In the year 2000, while I was writing my book We Were There, Too!: Young People in U.S. History, someone told me that a fifteen-year-old African-American girl had taken the same defiant stand as Rosa Parks, in the same city, but almost a year earlier. As the story went, this girl’s refusal to give up her seat on a city bus to a white passenger had helped inspire the famous Montgomery, Alabama, bus boycott of 1955 and 1956. But instead of being honored, she had been shunned by her classmates, dismissed as an unfit role model by adult leaders, and later overlooked by historians.
An Internet search led me to the name Claudette Colvin. I found that, indeed, in March 1955, this high school junior had been arrested, dragged backwards off the bus by police, handcuffed, and jailed for refusing to surrender her bus seat to a white passenger. Her protest had taken place almost nine months to the day before Rosa Parks had famously taken the same stand.
Reading on, I discovered that Claudette Colvin didn’t give up after she was arrested and tried. A year later, she and three other women sued the city of Montgomery and the state of Alabama, challenging the laws requiring segregated seating on buses. Only after they won, in a case known as Browder v. Gayle, were the city’s buses integrated.
Is Claudette Colvin still alive? I asked myself. If so, where is she? Further research turned up a 1995 article about her in USA Today, framing Ms. Colvin as an important but nearly forgotten civil rights pioneer. Her obscurity, said the writer, was the product of “shyness, missed communications and a historical bum rap.” The article said Ms. Colvin was now fifty-six years old and living in New York City, where she worked at a private nursing home.
I telephoned the reporter, Richard Willing, who said yes, he was still in touch with Ms. Colvin. After we talked, he agreed to contact her to see if she would be interested in working with me on a book about her early life.
For the next four years, Mr. Willing called Claudette Colvin occasionally on my behalf. Always the message relayed back to me was “Maybe when I retire.” I had all but given up when, one night in the fall of 2006, I saw the red light blinking on my answering machine. It was Richard Willing. His message was brief: “Claudette says I can give you her phone number,” he said. “Here it is. Good luck.”

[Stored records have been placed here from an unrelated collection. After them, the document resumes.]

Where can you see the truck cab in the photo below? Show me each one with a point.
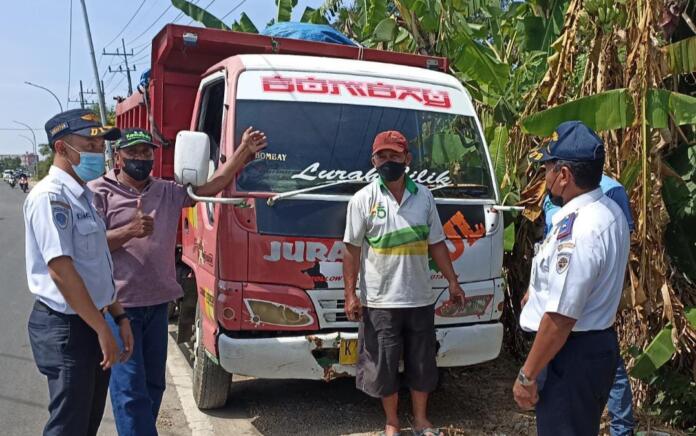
(261, 263)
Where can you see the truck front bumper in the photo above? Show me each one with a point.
(294, 356)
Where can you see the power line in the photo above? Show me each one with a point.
(151, 25)
(125, 70)
(127, 24)
(69, 52)
(116, 85)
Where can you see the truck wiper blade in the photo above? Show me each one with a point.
(465, 187)
(284, 195)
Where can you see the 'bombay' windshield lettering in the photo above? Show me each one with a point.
(313, 172)
(312, 85)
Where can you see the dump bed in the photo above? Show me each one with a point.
(181, 54)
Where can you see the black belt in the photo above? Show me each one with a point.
(590, 332)
(43, 307)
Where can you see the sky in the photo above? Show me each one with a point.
(35, 35)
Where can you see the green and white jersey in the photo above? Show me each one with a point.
(394, 270)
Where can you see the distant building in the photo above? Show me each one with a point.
(29, 159)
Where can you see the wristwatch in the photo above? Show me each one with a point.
(523, 379)
(121, 317)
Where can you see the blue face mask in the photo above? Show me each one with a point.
(91, 165)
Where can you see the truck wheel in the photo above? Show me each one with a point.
(211, 383)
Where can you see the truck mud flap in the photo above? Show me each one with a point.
(187, 311)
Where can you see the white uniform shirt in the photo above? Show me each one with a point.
(394, 270)
(60, 221)
(578, 270)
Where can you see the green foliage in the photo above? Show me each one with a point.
(284, 12)
(656, 354)
(539, 31)
(681, 56)
(314, 16)
(386, 30)
(244, 24)
(679, 195)
(608, 110)
(199, 14)
(663, 105)
(675, 400)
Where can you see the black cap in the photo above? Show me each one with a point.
(131, 137)
(81, 122)
(573, 141)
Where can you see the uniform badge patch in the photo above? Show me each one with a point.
(566, 226)
(562, 263)
(60, 217)
(61, 213)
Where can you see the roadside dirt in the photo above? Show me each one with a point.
(472, 401)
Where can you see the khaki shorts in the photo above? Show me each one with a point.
(387, 335)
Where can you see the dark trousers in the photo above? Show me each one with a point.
(67, 352)
(576, 385)
(137, 386)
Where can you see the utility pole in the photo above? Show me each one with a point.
(127, 70)
(97, 80)
(28, 127)
(82, 96)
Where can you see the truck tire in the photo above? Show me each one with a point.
(211, 383)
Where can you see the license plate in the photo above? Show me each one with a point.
(348, 352)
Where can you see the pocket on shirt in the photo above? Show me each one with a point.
(87, 238)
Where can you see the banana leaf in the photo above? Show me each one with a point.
(199, 14)
(376, 11)
(385, 30)
(681, 56)
(539, 32)
(662, 103)
(655, 355)
(447, 147)
(497, 149)
(478, 63)
(314, 16)
(284, 12)
(605, 111)
(691, 316)
(244, 24)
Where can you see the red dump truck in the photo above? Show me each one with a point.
(261, 263)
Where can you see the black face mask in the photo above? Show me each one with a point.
(391, 171)
(556, 200)
(138, 169)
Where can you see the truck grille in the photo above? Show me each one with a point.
(329, 305)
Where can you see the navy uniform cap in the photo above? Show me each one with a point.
(132, 137)
(572, 141)
(80, 122)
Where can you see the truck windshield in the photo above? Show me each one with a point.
(315, 143)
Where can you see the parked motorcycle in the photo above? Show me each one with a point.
(24, 184)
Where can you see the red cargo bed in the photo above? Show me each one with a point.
(178, 62)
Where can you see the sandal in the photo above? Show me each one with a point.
(430, 431)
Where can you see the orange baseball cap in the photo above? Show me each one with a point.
(390, 140)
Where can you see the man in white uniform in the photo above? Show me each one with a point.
(69, 271)
(574, 291)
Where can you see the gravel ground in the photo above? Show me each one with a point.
(472, 401)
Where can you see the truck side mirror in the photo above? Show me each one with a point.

Soon after that night, I rang the bell of Claudette Colvin’s apartment in a New York high-rise apartment building. The door was pulled open by a caramel-colored woman who greeted me with a shy smile as she inspected me closely through wide-framed glasses. She had a nest of curls on top of her head. We walked—she with the aid of a cane—to a restaurant that had a quiet room where we could talk over a meal. She laughed easily and spoke in a tuneful voice that still had plenty of Montgomery in it but had also taken on a Caribbean lilt, since some of her New York neighbors were Jamaicans. We decided to work together.
During the following year Claudette shared the personal history of a dramatic social revolution. Having played a central role in events that helped destroy the legal basis for racial segregation in the United States, she still remembered not only what happened but how it felt. She could still describe the inside of her cell, the sound of a jailer’s key, and the view from a witness box in a packed federal courtroom. She could also remember the rage she felt when the adults in her life complained at home about segregation but accepted it outside.
In fourteen long interviews during the next year—three in New York and the others by telephone—I asked Claudette thousands of questions. Only a very few times did she gesture for me to turn the tape recorder off, or say she would prefer to keep something to herself. She gave me the telephone numbers of friends and family members, and encouraged them to talk to me. She was wonderfully open and generous.
More than any other story I know, Claudette Colvin’s life story shows how history is made up of objective facts and personal truths, braided together. In her case, a girl raised in poverty by a strong, loving family twice risked her life to gain a measure of justice for her people. Hers is the story of a wise and brave woman who, when she was a smart, angry teenager in Jim Crow Alabama, made contributions to human rights far too important to be forgotten.